Cada cual se forma su propia leyenda en torno a Mozart, cabe imaginar. Es lo que sucede siempre con este tipo de personajes. Probablemente haya muchos que la hayan conformado tomando el cine como modelo. Aunque admito que hace ya bastantes años que vi la película Amadeus de Milos Forman y no la recuerdo con mucho detalle, sí sé que me pareció chocante el modo en que describían la personalidad del compositor de Salzburgo, haciendo un retrato bastante distinto a la imagen que me había formado leyendo varias biografías suyas.

Supongo que el retrato de Forman quedó inserto en el imaginario popular como la representación más recurrente del personaje, pero algunos nunca hemos conseguido encajar al Mozart de la película con el concepto que teníamos y tenemos de él. Pero esto, en realidad, ha sucedido siempre con Mozart: su vida se ha transformado en un cuento popular, y los cuentos populares van evolucionando de boca en boca. Durante más de dos siglos han circulado leyendas que forman parte indisoluble del mito mozartiano, habladurías que ya empezaron a extenderse poco después de su fallecimiento y que en muchos casos se trata de invenciones o exageraciones.

Por ejemplo, el que Mozart muriese en el olvido y la más completa ruina, o el que su desangelado entierro se realizase bajo una tormenta con la única presencia del propio enterrador, del cual se dice que abandonó el cuerpo con total indiferencia en una fosa común. Hechos que han resultado ser falsos o al menos verdades a medias.

Al igual que, cómo no, la idea de que Antonio Salieri fuese su enemigo más contumaz. No se puede descartar que hubiese quizá algún encontronazo profesional entre ambos en algún momento. Pero tampoco podemos asegurar con rotundidad que Salieri intentase boicotear a Mozart, pese a que Mozart lo creyó, como podemos deducir de su correspondencia. Desde luego no hubo una enemistad feroz en el grado en que se pinta a veces y mucho menos hasta el punto de que Salieri planease “matar a Mozart” como se ha llegado a afirmar en la tradición oral e incluso en según qué literatura sensacionalista.

Los Mozart fueron la atracción favorita de la aristocracia europea durante varios años.

No negaremos que algunas de esas habladurías en torno a Mozart no por falsas dejan de resultar fascinantes, incluso cuando resultan abiertamente absurdas. Como aquella que habla de un misterioso individuo que, estando el compositor ya muy enfermo, lo visitó en su casa para encargarle el famoso Requiem, la magnífica  obra que no pudo terminar de componer porque falleció poco después.

La leyenda dice que aquel enigmático visitante era realidad la propia Muerte, que venía a encargarle al moribundo su propia música funeraria. ¿Un disparate? Sí, desde luego, pero a veces este tipo de disparates enriquecen la Historia. Es como cuando se dice que Paganini o Robert Johnson vendieron su alma al diablo: sabemos que no es cierto, pero resulta más bonito pretender que sí lo fue, así que fingimos que nos tragamos la historia.

Entre estas leyendas acerca del compositor austriaco se esconden algunos hechos ciertos. Mozart efectivamente murió en la ruina, endeudado hasta las cejas. Y efectivamente tuvo un modesto entierro sin apenas ceremonia, en el que su cuerpo fue depositado en una tumba compartida (que no en una “fosa común”). También es cierto que el Requiem fue encargado por un misterioso desconocido de aspecto tétrico que no desveló su nombre ni su posición. Pero todos estos hechos, y otros varios, además de haber sido adornados y tergiversados, suelen tener una razonable explicación.

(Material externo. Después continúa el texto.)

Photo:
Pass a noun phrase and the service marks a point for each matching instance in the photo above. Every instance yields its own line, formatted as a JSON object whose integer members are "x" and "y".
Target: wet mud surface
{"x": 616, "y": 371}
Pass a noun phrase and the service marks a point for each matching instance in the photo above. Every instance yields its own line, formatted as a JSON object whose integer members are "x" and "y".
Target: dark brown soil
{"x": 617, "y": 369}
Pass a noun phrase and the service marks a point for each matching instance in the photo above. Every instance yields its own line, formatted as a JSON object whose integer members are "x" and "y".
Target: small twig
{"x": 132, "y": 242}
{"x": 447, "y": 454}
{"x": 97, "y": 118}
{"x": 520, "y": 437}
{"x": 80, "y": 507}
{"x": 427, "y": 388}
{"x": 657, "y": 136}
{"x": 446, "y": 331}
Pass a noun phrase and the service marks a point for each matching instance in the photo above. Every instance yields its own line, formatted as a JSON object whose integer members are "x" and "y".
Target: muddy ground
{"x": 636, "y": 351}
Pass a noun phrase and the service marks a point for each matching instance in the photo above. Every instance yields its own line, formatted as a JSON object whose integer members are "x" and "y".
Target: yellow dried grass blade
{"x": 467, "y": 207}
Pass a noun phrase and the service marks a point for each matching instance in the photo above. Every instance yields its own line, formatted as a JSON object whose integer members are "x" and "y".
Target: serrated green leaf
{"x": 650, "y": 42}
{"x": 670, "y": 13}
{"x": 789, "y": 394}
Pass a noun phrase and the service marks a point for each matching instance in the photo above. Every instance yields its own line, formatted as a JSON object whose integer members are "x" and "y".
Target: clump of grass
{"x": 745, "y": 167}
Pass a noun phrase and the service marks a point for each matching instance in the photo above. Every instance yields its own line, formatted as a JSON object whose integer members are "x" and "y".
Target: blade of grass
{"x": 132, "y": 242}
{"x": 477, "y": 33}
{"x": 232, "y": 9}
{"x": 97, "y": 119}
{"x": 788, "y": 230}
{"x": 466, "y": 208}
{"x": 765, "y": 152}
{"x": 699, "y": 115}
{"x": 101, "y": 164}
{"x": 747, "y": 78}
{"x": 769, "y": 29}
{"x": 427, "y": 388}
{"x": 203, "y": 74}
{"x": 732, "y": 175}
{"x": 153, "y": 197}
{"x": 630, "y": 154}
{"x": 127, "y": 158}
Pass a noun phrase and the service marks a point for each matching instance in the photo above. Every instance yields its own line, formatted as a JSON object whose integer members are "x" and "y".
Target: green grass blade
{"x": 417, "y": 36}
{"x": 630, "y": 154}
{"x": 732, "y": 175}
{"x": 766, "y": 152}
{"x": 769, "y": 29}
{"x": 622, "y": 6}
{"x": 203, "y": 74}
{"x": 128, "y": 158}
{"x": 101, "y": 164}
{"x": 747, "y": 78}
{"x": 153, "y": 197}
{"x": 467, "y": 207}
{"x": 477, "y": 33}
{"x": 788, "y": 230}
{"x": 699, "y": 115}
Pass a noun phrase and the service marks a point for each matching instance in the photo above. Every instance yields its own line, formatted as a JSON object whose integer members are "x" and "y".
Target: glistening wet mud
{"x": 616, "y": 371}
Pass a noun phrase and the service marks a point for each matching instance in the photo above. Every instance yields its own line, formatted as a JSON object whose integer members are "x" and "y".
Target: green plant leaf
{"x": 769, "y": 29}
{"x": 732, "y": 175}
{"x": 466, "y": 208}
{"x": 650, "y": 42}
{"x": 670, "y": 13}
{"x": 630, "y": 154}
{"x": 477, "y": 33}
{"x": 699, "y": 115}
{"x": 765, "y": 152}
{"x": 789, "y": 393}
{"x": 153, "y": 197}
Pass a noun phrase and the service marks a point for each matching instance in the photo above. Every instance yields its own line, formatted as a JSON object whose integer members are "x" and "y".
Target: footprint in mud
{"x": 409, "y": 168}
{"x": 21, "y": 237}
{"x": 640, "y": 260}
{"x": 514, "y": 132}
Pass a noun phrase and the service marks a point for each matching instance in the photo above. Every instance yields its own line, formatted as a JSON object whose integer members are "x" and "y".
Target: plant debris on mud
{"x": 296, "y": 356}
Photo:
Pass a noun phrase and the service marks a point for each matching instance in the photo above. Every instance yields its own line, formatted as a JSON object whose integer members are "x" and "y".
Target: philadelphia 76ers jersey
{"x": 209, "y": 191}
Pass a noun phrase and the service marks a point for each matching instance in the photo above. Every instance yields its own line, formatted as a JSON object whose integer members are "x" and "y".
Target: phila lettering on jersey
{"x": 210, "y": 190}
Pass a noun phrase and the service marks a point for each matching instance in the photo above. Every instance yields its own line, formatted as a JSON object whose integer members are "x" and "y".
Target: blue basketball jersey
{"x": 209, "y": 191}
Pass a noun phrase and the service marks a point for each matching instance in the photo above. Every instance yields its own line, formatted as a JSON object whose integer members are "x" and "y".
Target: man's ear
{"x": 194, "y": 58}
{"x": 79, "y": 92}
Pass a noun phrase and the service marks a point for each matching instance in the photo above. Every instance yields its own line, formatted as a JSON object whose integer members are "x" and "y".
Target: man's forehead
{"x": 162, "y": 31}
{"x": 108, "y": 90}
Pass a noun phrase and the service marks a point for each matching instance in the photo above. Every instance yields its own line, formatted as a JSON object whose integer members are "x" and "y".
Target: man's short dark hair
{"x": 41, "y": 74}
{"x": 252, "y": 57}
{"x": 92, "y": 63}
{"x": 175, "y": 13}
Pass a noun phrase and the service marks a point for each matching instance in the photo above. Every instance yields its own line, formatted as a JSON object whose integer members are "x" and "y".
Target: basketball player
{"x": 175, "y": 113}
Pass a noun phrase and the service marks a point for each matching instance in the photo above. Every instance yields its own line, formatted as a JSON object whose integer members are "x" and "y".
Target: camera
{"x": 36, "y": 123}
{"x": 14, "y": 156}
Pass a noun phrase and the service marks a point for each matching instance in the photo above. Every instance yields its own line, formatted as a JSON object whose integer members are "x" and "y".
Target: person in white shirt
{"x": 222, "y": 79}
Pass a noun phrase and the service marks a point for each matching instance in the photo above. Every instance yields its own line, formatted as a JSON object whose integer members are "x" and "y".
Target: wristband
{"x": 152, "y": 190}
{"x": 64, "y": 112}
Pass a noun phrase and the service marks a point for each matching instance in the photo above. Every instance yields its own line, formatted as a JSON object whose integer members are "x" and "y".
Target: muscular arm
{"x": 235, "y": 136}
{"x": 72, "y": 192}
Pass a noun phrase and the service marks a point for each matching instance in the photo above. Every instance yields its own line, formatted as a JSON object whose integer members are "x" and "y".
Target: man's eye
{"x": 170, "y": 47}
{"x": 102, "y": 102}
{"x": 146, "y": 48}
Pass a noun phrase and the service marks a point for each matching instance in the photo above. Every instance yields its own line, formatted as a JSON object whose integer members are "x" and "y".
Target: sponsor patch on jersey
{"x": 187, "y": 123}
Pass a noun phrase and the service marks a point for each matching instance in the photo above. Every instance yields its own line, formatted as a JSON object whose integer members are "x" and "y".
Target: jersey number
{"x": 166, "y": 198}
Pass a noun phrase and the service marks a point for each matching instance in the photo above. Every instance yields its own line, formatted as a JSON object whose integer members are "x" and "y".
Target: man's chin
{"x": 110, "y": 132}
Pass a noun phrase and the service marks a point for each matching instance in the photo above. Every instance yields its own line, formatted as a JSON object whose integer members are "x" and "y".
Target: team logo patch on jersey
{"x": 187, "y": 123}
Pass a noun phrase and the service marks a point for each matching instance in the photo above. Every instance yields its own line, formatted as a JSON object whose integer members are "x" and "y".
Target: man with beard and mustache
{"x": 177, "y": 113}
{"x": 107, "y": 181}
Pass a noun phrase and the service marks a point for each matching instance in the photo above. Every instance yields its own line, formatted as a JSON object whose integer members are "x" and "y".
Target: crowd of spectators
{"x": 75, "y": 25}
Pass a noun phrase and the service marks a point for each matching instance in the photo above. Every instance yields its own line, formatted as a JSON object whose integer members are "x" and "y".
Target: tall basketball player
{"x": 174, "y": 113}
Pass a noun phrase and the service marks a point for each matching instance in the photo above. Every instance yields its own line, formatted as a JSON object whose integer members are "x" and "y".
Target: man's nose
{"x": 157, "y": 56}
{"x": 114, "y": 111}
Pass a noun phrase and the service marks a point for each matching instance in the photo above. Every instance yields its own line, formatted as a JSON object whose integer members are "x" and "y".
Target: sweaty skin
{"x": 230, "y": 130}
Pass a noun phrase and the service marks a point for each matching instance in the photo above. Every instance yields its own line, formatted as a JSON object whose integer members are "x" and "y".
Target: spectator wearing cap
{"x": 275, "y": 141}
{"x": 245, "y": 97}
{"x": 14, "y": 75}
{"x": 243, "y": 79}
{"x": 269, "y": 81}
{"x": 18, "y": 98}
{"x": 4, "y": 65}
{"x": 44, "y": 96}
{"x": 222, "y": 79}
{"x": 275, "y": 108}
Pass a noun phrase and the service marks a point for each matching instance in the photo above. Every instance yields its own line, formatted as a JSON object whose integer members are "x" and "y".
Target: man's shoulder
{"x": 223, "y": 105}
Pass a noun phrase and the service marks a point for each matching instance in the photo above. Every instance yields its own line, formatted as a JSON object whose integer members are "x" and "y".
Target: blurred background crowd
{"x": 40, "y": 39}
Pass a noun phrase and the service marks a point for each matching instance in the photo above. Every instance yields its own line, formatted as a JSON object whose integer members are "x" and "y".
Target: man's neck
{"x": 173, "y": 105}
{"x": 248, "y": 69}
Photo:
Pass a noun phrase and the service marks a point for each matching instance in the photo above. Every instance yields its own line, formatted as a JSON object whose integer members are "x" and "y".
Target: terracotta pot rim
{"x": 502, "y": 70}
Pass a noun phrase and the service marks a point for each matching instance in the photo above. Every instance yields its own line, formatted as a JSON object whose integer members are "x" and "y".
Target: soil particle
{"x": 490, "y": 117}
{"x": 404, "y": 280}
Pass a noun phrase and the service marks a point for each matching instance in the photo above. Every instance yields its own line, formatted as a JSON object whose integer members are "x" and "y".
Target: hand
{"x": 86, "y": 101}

No es que a Mozart le ocurriesen estas cosas sencillamente porque eran un capricho del destino; muchas de las circunstancias de su existencia tuvieron una causa más sencilla de lo que parece. Y para buscar las causas de sus problemas hay que empezar, cómo no, por su infancia.

Hablar de la infancia de Mozart podría parecer un recurso fácil para resaltar uno de los periodos más novelables de su biografía, pero aquí no trataremos su faceta de “niño prodigio” con afán sensacionalista, ni siquiera con afán puramente biográfico en un sentido lineal, ya que en este artículo queremos hablar más de la génesis de sus vicisitudes que trazar una biografía completa.

Hablaremos de su infancia porque resulta imprescindible describir los primeros años de su vida para poder explicar lo que le sucedió en los posteriores, especialmente a nivel profesional.

Todos sabemos que siendo un niño Mozart viajó por diversos países actuando para emperadores, reyes y grandes personajes de la nobleza. Primero acompañado por su hermana mayor Nannerl —también superdotada para la música— y más adelante en solitario, cuando la chica cumplió dieciséis años y dejó de ser considerada una “niña prodigio”. El padre de ambos, Leopold Mozart, era un compositor de segunda fila más conocido por haber publicado un apreciado tratado sobre la técnica del violín.

Cuando introdujo en la música a sus dos hijos comprobó con asombro que ambos eran extraordinariamente precoces. Nannerl, cinco años mayor que Wolfgang, se destapó como una instrumentista de talento a una edad muy temprana. Pero las capacidades de la niña quedaron pronto eclipsadas en el momento en que Wolfgang empezó a tocar, porque su hermano daba unas muestras de capacidad musical completamente anómalas, que dejaron atónito a su propio padre.

Leopold vio en el talento de sus hijos una manera de buscar fortuna. Wolfgang y Nannerl empezaron a actuar a dúo y se convirtieron en la atracción favorita de las clases altas en toda Europa. No había corte palaciega que no quisiera recibir la visita de los dos fabulosos hermanos, y Wolfgang impresionaba invariablemente a todos cuantos tenían ocasión de contemplar sus habilidades. Los hermanos Mozart recorrieron Austria, Alemania, Francia, Bélgica, Holanda o Inglaterra (Wolfgang, ya en solitario, también actuó como niño prodigio en Italia, Vaticano incluido).

Eran los ojitos derechos de monarcas y nobles; se acostumbraron a recibir un trato de privilegio en una época donde los músicos —incluso los más reconocidos y respetados— eran poco más que sirvientes de lujo o funcionarios de rango modesto.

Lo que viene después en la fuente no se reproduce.